But kafka looks to be working fine.

1 Like

Looks like an issue with Kafka but I really am not a Kafka expert. Someone else reported a similar issue earlier and my suggestion was to basically nuke Kafka: https://github.com/getsentry/sentry/issues/16534#issuecomment-576899686

Thanks for help!
I tried last night to nuke Kafka and ZK. Like this: https://github.com/getsentry/onpremise/issues/502#issuecomment-644590939

Now I have errors in kafka log:

[2020-08-10 23:17:50,220] ERROR [Controller id=1002 epoch=60] Controller 1002 epoch 60 failed to change state for partition __consumer_offsets-1 from OfflinePartition to OnlinePartition (state.change.logger)
kafka.common.StateChangeFailedException: Failed to elect leader for partition __consumer_offsets-1 under strategy OfflinePartitionLeaderElectionStrategy(false)
at kafka.controller.ZkPartitionStateMachine.$anonfun$doElectLeaderForPartitions$7(PartitionStateMachine.scala:427)
at scala.collection.mutable.ResizableArray.foreach(ResizableArray.scala:62)
at scala.collection.mutable.ResizableArray.foreach$(ResizableArray.scala:55)
at scala.collection.mutable.ArrayBuffer.foreach(ArrayBuffer.scala:49)
at kafka.controller.ZkPartitionStateMachine.doElectLeaderForPartitions(PartitionStateMachine.scala:424)
at kafka.controller.ZkPartitionStateMachine.electLeaderForPartitions(PartitionStateMachine.scala:335)
at kafka.controller.ZkPartitionStateMachine.doHandleStateChanges(PartitionStateMachine.scala:236)
at kafka.controller.ZkPartitionStateMachine.handleStateChanges(PartitionStateMachine.scala:157)
at kafka.controller.PartitionStateMachine.triggerOnlineStateChangeForPartitions(PartitionStateMachine.scala:73)
at kafka.controller.PartitionStateMachine.triggerOnlinePartitionStateChange(PartitionStateMachine.scala:58)
at kafka.controller.PartitionStateMachine.startup(PartitionStateMachine.scala:41)
at kafka.controller.KafkaController.onControllerFailover(KafkaController.scala:306)
at kafka.controller.KafkaController.elect(KafkaController.scala:1404)
at kafka.controller.KafkaController.processStartup(KafkaController.scala:1291)
at kafka.controller.KafkaController.process(KafkaController.scala:1924)
at kafka.controller.QueuedEvent.process(ControllerEventManager.scala:53)
at kafka.controller.ControllerEventManager$ControllerEventThread.process$1(ControllerEventManager.scala:136)
at kafka.controller.ControllerEventManager$ControllerEventThread.$anonfun$doWork$1(ControllerEventManager.scala:139)
at scala.runtime.java8.JFunction0$mcV$sp.apply(JFunction0$mcV$sp.java:23)
at kafka.metrics.KafkaTimer.time(KafkaTimer.scala:31)
at kafka.controller.ControllerEventManager$ControllerEventThread.doWork(ControllerEventManager.scala:139)
at kafka.utils.ShutdownableThread.run(ShutdownableThread.scala:96)
[2020-08-10 23:17:50,220] ERROR [Controller id=1002 epoch=60] Controller 1002 epoch 60 failed to change state for partition __consumer_offsets-5 from OfflinePartition to OnlinePartition (state.change.logger)

That comment seems a bit… lacking :smiley:

For a full Kafka nuke, I think this is what you need:

Sorry for the multiple hops for this.
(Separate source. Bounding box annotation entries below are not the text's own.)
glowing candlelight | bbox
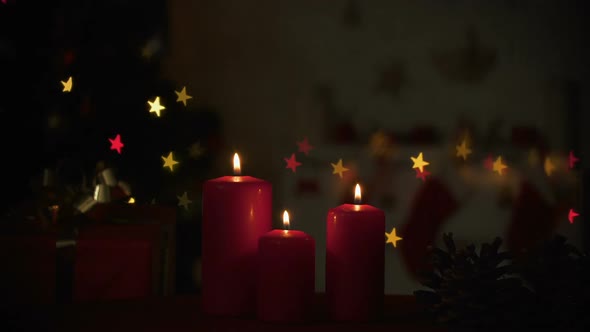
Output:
[234,153,242,175]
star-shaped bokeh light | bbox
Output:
[410,152,430,172]
[283,153,301,173]
[544,157,555,176]
[330,159,349,179]
[568,151,580,169]
[567,209,580,224]
[455,140,471,160]
[148,97,166,117]
[109,134,125,154]
[176,191,193,210]
[416,168,430,182]
[385,227,403,248]
[174,86,193,106]
[162,152,178,171]
[493,156,508,175]
[61,76,74,92]
[297,137,313,156]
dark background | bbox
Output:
[0,0,590,292]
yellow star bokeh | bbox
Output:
[162,152,178,171]
[174,86,193,106]
[61,76,74,92]
[385,227,403,248]
[148,97,166,117]
[330,158,349,179]
[493,156,508,175]
[456,140,471,160]
[410,152,430,172]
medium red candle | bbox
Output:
[326,184,385,321]
[201,153,272,316]
[258,211,315,322]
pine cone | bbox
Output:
[414,233,532,328]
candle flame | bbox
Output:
[283,210,289,229]
[234,153,242,175]
[354,183,361,204]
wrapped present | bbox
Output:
[87,202,176,295]
[73,224,161,301]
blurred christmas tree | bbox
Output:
[0,0,221,287]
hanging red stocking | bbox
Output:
[400,178,458,277]
[506,181,556,253]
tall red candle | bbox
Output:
[326,184,385,321]
[201,154,272,316]
[257,211,315,322]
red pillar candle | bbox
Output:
[326,184,385,321]
[201,154,272,316]
[257,211,315,322]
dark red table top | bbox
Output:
[51,295,441,332]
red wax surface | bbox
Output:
[257,230,315,322]
[326,204,385,321]
[202,176,272,316]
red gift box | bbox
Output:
[74,224,160,301]
[87,203,176,295]
[0,234,56,305]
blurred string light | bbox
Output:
[283,153,302,173]
[148,97,166,117]
[61,76,73,92]
[174,86,193,106]
[330,158,349,179]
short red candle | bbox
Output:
[257,211,315,323]
[326,185,385,321]
[201,154,272,316]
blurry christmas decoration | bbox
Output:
[188,142,204,159]
[61,76,73,92]
[376,60,406,99]
[567,209,580,224]
[109,134,125,154]
[342,0,362,28]
[369,130,395,159]
[414,233,534,328]
[492,156,508,175]
[162,152,178,172]
[330,158,349,179]
[385,227,403,248]
[543,157,555,176]
[176,191,193,210]
[400,177,461,278]
[94,184,111,203]
[483,154,494,171]
[432,27,497,83]
[527,149,540,167]
[148,97,166,117]
[456,140,472,160]
[174,86,193,106]
[410,152,430,172]
[283,153,301,173]
[297,137,313,156]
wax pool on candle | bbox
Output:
[202,154,272,316]
[326,185,385,321]
[257,211,315,322]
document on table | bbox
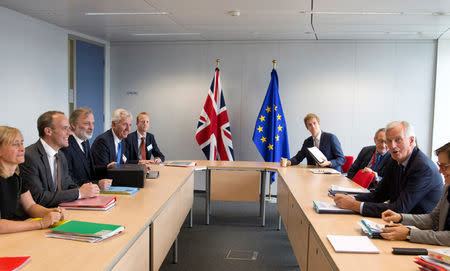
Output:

We are going to document all this soon.

Well, code I quoted and executed deleted sentry-kafka and sentry-zookeeper volumes.
It did not delete -log volumes but it’s just logs, right?

The logs are also important to reset the state, especially Zookeeper one.

Well… I do not have those volumes:

hex@sentry:~/onpremise$ sudo docker volume ls
DRIVER VOLUME NAME
local 4ca71fa41928a170b796f8b8f6040ef7732d5c7cb3ad4c95ee0b1927b6b09ec5
local 76218279a2a8f4a3a20fa85b943a87b83ea74fc2ac846e7b7d3050a7db9520e8
local bff2a942d51061331f8a3c65cee9cd4c9a95724ad23cc262da92b2e10f4a8181
local ea9ed9a7df7f3c342b3af67d08c128492b630ebfa620e3468c201085402d9dc8
local f7b96e53dd5ac75cd01d295d74fa17e93287d2277b5b55f01e05bdbbdbc0828f
local f84be0b7b4ecfe9822a6f20396142876a7842e822c2a68b1653324072d1de046
local sentry-clickhouse
local sentry-data
local sentry-postgres
local sentry-redis
local sentry-symbolicator

I have added KAFKA_OFFSETS_TOPIC_NUM_PARTITIONS: ‘2’ to kafka config. No more errors in kafka.
ingest-consumer now semas to be working without problems.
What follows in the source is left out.